I.J.S. Realty Corp. v. Grandome Enterprises, Inc.

Judgment, Supreme Court, New York County (Beatrice Shainswit, J.), entered January 28, 1991, which, after a non-jury trial, dismissed the complaint, adjudged defendant to be entitled to retain the $150,000 deposit paid under the contract, awarded defendant damages in the total amount of $500,000 plus interest and costs, and vacated and discharged the lis pendens bond, unanimously affirmed, with costs.

Plaintiff as buyer, and defendant as seller, entered into a written contract of sale for a vandalized seven-story uninhabited single room occupancy apartment building located at 308-312 West 95th Street. Plaintiff thereafter announced that it would not close unless defendant remedied all violations and obtained a new certificate of occupancy. Plaintiff commenced this action for specific performance or, alternatively, for damages. After discovery, plaintiff moved for summary judgment, which motion was denied upon a finding by the court that the wording of the contract was ambiguous. The three-page standard printed contract was augmented by a separate six-page rider prepared by plaintiffs attorney which provided that, in the event of a conflict, the rider would be paramount. While both the printed contract and rider state that the premises would be taken "as is”, paragraph 21 of the rider required seller to deliver "current documents”, including a certificate of occupancy.
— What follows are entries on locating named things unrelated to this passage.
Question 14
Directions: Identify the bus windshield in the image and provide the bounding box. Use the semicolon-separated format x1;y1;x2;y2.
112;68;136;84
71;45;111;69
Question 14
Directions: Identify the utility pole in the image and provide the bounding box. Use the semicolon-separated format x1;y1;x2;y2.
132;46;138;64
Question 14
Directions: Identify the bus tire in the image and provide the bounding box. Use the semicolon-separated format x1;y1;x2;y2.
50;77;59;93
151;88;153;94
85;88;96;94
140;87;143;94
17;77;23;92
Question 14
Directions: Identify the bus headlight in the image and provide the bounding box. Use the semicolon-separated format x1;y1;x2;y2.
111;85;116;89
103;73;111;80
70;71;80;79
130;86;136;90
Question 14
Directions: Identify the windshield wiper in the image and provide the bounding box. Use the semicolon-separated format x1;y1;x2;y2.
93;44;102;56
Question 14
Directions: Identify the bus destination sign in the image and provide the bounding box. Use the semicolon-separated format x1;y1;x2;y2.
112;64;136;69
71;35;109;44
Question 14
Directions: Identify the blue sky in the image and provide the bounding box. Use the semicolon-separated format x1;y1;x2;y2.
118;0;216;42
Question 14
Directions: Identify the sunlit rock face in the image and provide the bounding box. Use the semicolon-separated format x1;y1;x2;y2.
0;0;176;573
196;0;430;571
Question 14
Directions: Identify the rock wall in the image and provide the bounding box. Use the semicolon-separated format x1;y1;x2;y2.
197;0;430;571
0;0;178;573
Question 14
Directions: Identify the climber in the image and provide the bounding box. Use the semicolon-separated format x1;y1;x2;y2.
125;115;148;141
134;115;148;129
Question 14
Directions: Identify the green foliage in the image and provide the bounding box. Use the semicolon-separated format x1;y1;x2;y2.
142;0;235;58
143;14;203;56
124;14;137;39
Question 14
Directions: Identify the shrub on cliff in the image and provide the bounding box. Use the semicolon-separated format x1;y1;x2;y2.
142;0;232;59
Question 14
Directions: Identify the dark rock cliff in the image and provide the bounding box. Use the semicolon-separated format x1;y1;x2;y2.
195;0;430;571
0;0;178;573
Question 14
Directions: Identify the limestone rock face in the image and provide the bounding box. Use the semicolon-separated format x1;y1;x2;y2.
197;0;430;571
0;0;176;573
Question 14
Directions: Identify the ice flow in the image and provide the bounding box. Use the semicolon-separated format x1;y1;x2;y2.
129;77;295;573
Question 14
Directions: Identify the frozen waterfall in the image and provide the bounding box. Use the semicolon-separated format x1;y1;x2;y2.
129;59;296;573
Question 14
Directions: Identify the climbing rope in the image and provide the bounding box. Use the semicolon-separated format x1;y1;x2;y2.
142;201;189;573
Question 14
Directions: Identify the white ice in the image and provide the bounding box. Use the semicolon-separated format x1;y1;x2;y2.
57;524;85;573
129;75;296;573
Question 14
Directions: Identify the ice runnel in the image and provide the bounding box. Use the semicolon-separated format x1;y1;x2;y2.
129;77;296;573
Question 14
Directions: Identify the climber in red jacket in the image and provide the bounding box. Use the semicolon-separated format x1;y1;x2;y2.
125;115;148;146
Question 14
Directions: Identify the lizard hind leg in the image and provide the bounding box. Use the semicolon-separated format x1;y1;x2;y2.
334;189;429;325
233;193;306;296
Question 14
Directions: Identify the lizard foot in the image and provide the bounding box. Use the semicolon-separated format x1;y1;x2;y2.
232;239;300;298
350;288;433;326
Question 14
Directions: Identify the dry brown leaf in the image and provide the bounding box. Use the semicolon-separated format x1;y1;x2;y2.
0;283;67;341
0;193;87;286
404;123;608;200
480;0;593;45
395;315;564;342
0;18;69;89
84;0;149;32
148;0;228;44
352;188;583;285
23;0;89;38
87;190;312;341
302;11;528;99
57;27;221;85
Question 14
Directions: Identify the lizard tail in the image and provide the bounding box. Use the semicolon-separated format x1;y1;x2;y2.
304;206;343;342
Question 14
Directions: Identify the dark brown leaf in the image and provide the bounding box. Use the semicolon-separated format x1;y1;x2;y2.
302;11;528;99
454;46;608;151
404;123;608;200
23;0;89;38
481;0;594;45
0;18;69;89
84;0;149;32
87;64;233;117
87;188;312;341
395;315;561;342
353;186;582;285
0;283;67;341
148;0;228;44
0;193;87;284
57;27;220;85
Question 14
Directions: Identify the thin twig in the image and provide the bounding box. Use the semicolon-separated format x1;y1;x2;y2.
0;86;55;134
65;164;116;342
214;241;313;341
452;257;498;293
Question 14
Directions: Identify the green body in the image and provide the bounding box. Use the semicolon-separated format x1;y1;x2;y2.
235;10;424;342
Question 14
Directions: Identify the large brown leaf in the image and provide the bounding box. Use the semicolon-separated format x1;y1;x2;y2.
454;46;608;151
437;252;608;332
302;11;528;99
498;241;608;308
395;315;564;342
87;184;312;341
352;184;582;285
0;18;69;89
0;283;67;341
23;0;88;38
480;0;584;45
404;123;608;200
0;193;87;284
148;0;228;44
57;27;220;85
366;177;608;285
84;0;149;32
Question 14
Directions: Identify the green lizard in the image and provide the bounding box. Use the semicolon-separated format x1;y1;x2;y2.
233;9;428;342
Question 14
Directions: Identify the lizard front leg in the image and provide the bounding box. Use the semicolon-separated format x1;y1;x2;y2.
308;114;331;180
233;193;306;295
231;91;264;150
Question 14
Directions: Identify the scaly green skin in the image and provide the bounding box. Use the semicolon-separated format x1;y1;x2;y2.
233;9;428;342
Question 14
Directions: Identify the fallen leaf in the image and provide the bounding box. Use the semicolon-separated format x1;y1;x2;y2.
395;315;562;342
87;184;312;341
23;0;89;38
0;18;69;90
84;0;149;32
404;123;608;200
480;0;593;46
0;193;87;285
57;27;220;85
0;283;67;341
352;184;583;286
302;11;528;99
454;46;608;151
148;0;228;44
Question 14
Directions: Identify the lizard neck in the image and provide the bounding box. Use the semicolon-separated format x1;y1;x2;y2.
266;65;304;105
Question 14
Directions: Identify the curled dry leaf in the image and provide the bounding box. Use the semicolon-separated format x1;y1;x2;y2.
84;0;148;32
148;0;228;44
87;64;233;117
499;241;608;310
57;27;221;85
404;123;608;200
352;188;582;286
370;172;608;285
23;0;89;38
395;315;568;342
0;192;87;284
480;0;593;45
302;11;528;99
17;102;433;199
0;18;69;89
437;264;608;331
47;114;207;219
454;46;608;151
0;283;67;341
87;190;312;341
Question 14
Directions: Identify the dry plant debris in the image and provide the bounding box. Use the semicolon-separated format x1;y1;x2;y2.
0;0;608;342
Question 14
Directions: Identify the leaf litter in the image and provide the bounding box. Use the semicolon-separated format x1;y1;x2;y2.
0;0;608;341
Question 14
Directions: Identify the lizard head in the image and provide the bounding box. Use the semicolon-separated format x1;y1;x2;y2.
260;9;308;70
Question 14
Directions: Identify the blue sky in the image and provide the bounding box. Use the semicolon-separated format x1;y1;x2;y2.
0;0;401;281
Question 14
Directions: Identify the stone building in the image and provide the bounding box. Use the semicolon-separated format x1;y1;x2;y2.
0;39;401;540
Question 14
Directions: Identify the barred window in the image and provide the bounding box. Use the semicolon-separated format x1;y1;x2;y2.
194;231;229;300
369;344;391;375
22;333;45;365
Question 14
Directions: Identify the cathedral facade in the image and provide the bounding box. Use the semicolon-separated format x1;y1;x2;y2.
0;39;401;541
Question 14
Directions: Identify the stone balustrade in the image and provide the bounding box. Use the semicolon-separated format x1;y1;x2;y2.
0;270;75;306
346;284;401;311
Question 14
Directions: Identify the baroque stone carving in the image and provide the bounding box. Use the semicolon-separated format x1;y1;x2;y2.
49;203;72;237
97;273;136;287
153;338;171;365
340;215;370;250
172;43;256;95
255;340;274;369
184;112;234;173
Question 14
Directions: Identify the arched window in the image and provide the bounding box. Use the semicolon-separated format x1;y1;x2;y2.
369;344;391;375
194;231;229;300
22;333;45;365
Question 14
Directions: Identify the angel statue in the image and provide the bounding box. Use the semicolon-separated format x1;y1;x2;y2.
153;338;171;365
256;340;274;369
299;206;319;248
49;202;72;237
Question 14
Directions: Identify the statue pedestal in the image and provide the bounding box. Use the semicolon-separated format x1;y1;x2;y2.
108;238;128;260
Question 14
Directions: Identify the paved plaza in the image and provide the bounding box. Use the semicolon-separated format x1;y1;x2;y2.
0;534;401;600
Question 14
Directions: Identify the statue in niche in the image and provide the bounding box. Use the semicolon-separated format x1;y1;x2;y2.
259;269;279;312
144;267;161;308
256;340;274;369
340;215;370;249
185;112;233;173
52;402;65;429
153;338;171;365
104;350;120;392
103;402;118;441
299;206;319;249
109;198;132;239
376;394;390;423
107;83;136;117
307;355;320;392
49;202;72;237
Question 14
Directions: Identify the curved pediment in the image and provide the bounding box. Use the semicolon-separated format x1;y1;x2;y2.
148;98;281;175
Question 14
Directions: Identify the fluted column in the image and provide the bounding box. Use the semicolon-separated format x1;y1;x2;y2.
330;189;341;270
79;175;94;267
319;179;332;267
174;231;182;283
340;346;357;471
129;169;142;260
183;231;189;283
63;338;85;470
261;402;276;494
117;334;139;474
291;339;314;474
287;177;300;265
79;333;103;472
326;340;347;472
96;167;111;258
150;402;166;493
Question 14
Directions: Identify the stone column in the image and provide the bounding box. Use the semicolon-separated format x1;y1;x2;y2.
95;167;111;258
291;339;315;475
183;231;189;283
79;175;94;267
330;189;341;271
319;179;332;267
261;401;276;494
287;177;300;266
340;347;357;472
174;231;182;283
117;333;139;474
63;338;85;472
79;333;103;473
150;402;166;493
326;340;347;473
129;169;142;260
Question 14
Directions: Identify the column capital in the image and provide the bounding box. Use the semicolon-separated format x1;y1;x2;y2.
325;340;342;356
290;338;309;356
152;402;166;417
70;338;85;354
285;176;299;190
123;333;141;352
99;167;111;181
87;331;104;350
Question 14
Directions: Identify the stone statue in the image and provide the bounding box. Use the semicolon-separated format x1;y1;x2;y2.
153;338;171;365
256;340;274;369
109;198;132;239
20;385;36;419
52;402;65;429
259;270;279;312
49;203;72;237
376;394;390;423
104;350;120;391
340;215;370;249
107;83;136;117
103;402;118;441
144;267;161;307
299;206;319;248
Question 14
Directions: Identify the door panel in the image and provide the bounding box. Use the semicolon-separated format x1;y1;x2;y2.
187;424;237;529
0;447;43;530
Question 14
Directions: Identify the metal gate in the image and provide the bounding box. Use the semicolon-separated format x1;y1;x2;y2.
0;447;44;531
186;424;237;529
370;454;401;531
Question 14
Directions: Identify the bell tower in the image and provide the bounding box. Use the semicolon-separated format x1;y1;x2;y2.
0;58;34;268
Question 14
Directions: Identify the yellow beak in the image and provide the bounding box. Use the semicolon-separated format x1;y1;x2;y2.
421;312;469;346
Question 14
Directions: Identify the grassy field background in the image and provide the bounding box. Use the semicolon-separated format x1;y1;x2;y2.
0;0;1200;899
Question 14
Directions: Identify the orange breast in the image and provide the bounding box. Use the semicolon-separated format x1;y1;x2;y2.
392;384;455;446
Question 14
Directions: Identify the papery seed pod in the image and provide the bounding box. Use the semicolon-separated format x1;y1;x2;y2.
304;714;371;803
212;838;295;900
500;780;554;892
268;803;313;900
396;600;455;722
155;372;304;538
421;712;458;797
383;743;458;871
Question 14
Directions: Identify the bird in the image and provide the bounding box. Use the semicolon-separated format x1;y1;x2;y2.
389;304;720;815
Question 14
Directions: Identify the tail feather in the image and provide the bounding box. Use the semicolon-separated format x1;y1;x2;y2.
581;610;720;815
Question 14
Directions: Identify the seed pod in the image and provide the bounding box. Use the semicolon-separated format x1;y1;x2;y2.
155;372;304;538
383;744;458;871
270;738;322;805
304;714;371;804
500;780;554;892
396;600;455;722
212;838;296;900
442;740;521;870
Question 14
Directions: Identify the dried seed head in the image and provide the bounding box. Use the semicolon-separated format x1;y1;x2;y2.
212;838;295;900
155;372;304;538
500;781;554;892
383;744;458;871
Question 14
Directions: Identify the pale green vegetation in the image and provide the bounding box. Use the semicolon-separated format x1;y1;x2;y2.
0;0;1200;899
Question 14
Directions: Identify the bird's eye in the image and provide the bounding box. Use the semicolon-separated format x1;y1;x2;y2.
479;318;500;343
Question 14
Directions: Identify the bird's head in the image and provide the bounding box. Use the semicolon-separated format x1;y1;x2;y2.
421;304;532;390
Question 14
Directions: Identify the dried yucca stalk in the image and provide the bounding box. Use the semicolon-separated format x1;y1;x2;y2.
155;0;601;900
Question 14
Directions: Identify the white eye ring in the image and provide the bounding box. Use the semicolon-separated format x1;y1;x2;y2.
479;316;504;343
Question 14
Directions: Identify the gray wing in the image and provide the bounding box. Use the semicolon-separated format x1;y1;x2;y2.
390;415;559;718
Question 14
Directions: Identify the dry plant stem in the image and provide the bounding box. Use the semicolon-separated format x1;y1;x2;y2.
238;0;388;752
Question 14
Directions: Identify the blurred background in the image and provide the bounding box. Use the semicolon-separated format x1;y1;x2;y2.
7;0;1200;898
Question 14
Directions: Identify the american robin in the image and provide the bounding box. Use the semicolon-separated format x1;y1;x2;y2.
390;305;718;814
As the intent presented a question of credibility, a non-jury trial was held, after which the court rendered a detailed decision finding plaintiffs witnesses to be not credi*540ble. Dismissing the complaint for specific performance or damages, the court determined that plaintiff was in breach of the contract and compensated defendant for such breach.

The testimony and exhibits revealed that the intent of plaintiff was to gut the building for either rehabilitation as a condominium or a "quick flip”, and thus plaintiff’s construction of the contract requiring defendant to remove all violations and provide a new certificate of occupancy leads to a result which makes no sense in light of the parties’ intentions or purposes (see, e.g., Reape v New York News, 122 AD2d 29, 30, lv denied 68 NY2d 610, rearg denied 69 NY2d 707).

The award of $500,000 damages to defendant on its counterclaim for breach of contract was amply supported by the evidence. We have considered plaintiff’s other arguments and find them to be without merit. Concur—Carro, J. P., Milonas, Ellerin and Ross, JJ.